Wednesday, May 14, 2008

No Country for Atonement of Michael Clayton in the Wild

I finally got to see all the major films nominated for Oscars and other awards this year. It was actually quite an impressive batch of films. These were my favorite:
  1. No Country for Old Men - always loved the Coen Brothers, this was probably their most eloquent and poetic film, yet remaining enigmatic and unique throughout. I still enjoyed Raising Arizona most of theirs, but No Country is a more classic artistic success, both giving tribute to film noir without just copying the style and taking it to perhaps a new level in expression, much the same as Pulp Fiction did to the dime novel style of crime fiction.
  2. Atonement - this had the best epic feel of classic movies, bringing to mind David Lean and classic Victorian novels and perhaps even Brideshead Revisited, the epic TV series. This was also the best story of any of the award films. Vanessa Redgrave gave an Oscar worthy performance in five minutes. The long tracking scene of the main character arriving at Dunkirk, that follows him along the beach and past a bandstand, carousel, finally to the deck of a cantina overlooking the entire scene, is one of the most memorable in recent films. It calls to mind scenes from Lawrence of Arabia, Bridge Over the River Kwai, The Longest Day and other epic war films. The green dress designed for Kiera Knightly is simply the most seductive dress in all of film history.
  3. In the Wild - this true story of a non-conformist Georgia youth searching for himself and wisdom in the solitude of nature is a terrific near-mythic parable of individuality in primal nature. Director Sean Penn raises it to an almost religious exerience. Not to be missed.
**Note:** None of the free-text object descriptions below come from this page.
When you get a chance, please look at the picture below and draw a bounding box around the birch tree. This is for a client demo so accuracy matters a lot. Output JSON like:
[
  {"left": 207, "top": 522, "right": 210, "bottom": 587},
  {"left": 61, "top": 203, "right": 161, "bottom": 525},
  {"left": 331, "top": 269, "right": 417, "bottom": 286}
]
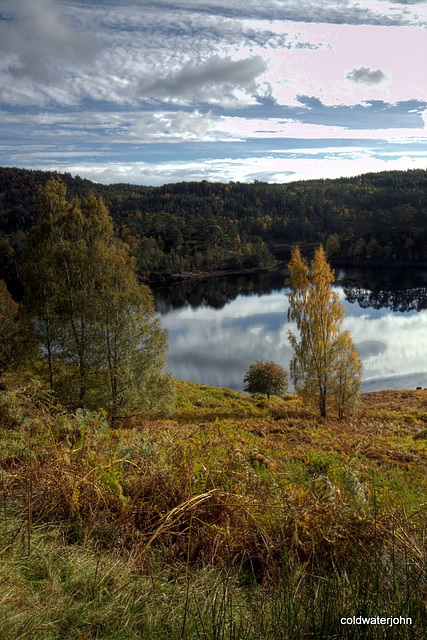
[
  {"left": 287, "top": 245, "right": 361, "bottom": 418},
  {"left": 22, "top": 179, "right": 173, "bottom": 418},
  {"left": 331, "top": 331, "right": 362, "bottom": 419},
  {"left": 94, "top": 242, "right": 173, "bottom": 422}
]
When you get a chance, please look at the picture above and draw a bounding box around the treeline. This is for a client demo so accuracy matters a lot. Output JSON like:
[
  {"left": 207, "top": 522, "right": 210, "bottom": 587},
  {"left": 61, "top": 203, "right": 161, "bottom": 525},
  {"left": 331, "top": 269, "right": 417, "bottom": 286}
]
[{"left": 0, "top": 166, "right": 426, "bottom": 290}]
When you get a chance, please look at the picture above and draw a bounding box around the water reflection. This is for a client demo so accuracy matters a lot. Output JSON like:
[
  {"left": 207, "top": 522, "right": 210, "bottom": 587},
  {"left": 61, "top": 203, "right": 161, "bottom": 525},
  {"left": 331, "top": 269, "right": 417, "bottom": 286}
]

  4. Michael Clayton - I liked this story a lot, and the Oscar-winning performance of Tilda Swinton. I can't say much without giving away something, but an excellent legal drama with good plot twists.
  5. The Bourne Ultimatum - Enjoyed all the Bourne films, this one is perhaps the most exciting, won a couple of Oscars for sound. Make sure you've seen the first two however, as the story of Matt Damon's title character is a progressive one (connected to memory loss) including those of all the peripheral characters as well.
  6. Pirates 3: At World's End - I've enjoyed all three Pirates of the Caribbean films (Dead Man's Chest the most), I can see how they appeal to both children and adults, with specials effects that dwarf Indiana Jones, and totally preposterous events, such as the swordfight inside the rolling water wheel in Dead Man's Chest. Everything about these is actually quite perfect, and are the first pirate movies to ever make a profit, believe it or not. Not sure about the Best Acting nomination for Depp in the first however, not among his best performances of Finding Neverland, The Libertine, and Sweeney Todd.
  7. Elizabeth: The Golden Age - simply ethereal costumes, which deservedly won an Oscar. This story was not as lyrical or mythical as the first, however, not as interesting, just didn't grab and hold you like the first.
Just a word about other recent films: Thank You for Smoking, from last year, was also nearly flawless, a very underrated film, and a comedy that made an important statement, or several. The Departed, though very good, wasn't Scorcese's best recent movie: Gangs of New York was a major achievement, as epic a movie about U.S. history as you'll ever see, and Daniel-Day Lewis' performance of Bill the Butcher is one of the all-time great movie villains, totally unforgettable, who won every award that year except the Oscar (go figure).